Vice President Yemi Osinbajo has confirmed negotiations are ongoing for the release of more Chibok schoolgirls still in the custody of the Boko Haram terrorists.
Osinbajo said this on Tuesday evening at an interaction with journalists and activists at the state house in Abuja.
“There is a lot of negotiation going on,” he said.
He did not provide details of the negotiations for apparent security reasons, though.
The vice president added that one of the challenges the authorities are facing was the rivalry between the two factions in Boko-Haram.
One of the factions is led by Abubakar Shekau, the erstwhile leader of the group, while a breakaway faction is led by Abu Musab al-Barnawi, believed to be a son of the late founder of the group, Mohammed Yusuf.
Osinbajo, however, said the Buhari administration was very committed to the release of the remaining Chibok girls and other captives held by the Boko Haram.
Boko Haram abducted no fewer than 276 pupils from the Government Girls Secondary School in Chibok on the night of April 14, 2014. About 57 of the girls managed to escape in the immediate aftermath of the abduction.

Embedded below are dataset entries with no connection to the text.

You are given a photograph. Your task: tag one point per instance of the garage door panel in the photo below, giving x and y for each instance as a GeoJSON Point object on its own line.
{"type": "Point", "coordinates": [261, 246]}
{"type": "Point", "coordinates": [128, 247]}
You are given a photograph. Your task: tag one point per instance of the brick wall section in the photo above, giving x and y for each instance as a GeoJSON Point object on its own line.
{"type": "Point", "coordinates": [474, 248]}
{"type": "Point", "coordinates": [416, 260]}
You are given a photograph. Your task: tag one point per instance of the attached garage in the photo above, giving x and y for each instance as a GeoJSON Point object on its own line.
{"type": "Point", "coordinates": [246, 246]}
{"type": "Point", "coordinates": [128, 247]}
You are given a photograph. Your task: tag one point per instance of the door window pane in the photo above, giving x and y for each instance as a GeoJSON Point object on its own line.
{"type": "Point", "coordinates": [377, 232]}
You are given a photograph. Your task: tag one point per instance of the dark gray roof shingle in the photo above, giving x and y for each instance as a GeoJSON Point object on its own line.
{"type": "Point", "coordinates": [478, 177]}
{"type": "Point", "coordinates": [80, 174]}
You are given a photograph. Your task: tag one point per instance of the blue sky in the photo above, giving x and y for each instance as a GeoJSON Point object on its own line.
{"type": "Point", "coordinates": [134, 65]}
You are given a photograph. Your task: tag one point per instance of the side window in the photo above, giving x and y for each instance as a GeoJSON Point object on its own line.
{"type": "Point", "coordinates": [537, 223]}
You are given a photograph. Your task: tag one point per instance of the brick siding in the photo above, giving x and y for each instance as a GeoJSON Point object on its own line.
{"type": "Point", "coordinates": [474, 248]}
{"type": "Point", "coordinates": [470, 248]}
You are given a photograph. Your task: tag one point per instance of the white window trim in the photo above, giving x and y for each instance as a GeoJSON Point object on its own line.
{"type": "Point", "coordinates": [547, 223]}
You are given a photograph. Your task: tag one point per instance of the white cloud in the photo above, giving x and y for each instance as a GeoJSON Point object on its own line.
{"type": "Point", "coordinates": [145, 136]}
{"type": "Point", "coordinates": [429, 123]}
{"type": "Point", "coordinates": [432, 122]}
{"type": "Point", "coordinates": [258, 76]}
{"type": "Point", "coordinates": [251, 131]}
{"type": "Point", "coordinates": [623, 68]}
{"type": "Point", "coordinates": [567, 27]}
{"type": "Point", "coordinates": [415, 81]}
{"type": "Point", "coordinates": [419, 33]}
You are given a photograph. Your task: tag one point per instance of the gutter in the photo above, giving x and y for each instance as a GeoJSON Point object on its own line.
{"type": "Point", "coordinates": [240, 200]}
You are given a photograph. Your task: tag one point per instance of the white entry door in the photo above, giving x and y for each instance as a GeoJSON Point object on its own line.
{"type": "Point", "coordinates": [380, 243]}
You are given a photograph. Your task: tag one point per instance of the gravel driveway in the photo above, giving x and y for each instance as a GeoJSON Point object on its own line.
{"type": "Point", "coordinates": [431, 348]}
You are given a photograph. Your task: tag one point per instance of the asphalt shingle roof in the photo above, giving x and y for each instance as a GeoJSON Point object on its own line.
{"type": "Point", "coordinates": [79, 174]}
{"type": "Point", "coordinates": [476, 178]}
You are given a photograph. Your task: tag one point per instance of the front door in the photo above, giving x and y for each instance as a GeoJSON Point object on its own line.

Negotiations between the federal government and the terrorist group had led to the release of 21 of the girls while another three were freed by soldiers.
About 2,000 teenagers have been reportedly abducted by Boko Haram since 2014, with many of the women used as sex slaves, fighters and even suicide bombers, according to Amnesty International, the London-based human rights organization.
According to the United Nations Children Fund, UNICEF, said
that at least 27 teenage girls have been used as suicide bombers in Borno within the first quarter of 2017.